# Sind HDMI 1.4 Kabel nun voll kompatibel zu HDMI 2.0 Schnittstellen, oder nicht?



## CosmoCortney (4. Oktober 2014)

Hi,
ich gedenke mir bald eine GTX 980 zuzulegen, da diese endlich mit HDMI 2.0 daher kommen!
Mein TV hat leider keine DP 1.2 Schnittstelle, weshalb ich auf HDMI 2.0 unterstützende Karten warten musste.
Ich habe gehört, dass man bedenkenlos seine HDMI 1.4 Kabel für 2.0 Schnittstellen, ohne Einschränkungen nutzen kann.
Ist das wirklich so? Denn immerhin gibt es ja Kabel die um HDMI 2.0 Support werben.
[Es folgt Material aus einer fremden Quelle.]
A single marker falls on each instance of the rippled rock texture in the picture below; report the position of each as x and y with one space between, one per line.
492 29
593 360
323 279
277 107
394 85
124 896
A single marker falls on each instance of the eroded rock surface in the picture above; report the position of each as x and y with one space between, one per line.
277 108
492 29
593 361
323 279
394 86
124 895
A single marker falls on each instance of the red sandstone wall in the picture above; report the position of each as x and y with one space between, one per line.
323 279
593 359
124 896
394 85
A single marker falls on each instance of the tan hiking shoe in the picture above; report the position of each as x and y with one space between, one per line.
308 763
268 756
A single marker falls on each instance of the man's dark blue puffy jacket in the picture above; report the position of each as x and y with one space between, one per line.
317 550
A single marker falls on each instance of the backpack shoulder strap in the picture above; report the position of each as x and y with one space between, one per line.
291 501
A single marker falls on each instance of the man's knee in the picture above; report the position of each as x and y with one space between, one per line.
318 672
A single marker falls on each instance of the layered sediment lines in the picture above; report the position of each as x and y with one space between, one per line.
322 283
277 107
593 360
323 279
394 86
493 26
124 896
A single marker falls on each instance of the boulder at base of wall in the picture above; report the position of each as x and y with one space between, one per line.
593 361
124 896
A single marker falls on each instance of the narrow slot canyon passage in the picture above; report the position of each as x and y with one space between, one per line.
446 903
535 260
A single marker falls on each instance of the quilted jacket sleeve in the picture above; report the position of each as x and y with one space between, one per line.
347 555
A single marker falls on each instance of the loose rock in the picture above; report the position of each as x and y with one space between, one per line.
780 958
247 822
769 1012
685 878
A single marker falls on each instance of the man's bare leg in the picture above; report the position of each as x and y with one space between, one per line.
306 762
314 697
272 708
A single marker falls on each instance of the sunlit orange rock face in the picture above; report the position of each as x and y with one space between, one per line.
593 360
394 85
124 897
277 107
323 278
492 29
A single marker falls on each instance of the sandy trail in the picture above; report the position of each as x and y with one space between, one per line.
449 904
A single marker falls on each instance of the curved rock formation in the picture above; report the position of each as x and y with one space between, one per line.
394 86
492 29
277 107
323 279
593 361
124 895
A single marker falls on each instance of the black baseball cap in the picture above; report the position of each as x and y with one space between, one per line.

Oder nur Marketing?
Sollte der Unterschied nur am integrierten Ethernet liegen, kann ich ruhig meine 1.4 Kabel verwenden.

Danke schonmal


----------



## keinnick (4. Oktober 2014)

_"Nach Angaben des HDMI Forum ist die neue Version abwärtskompatibel, für HDMI 2.0 seien zudem weder neue Kabel noch andere Stecker notwendig."_

_Quelle: HDMI 2.0 mit erweiterter 4K-Unterstützung | heise online_


----------



## dsdenni (4. Oktober 2014)

Ich glaube kaum, das irgendeiner der auf 970/980 gewechselt ist, das HDMI Kabel getauscht hat. 

Meines Wissens nach funktioniert das einwandfrei


----------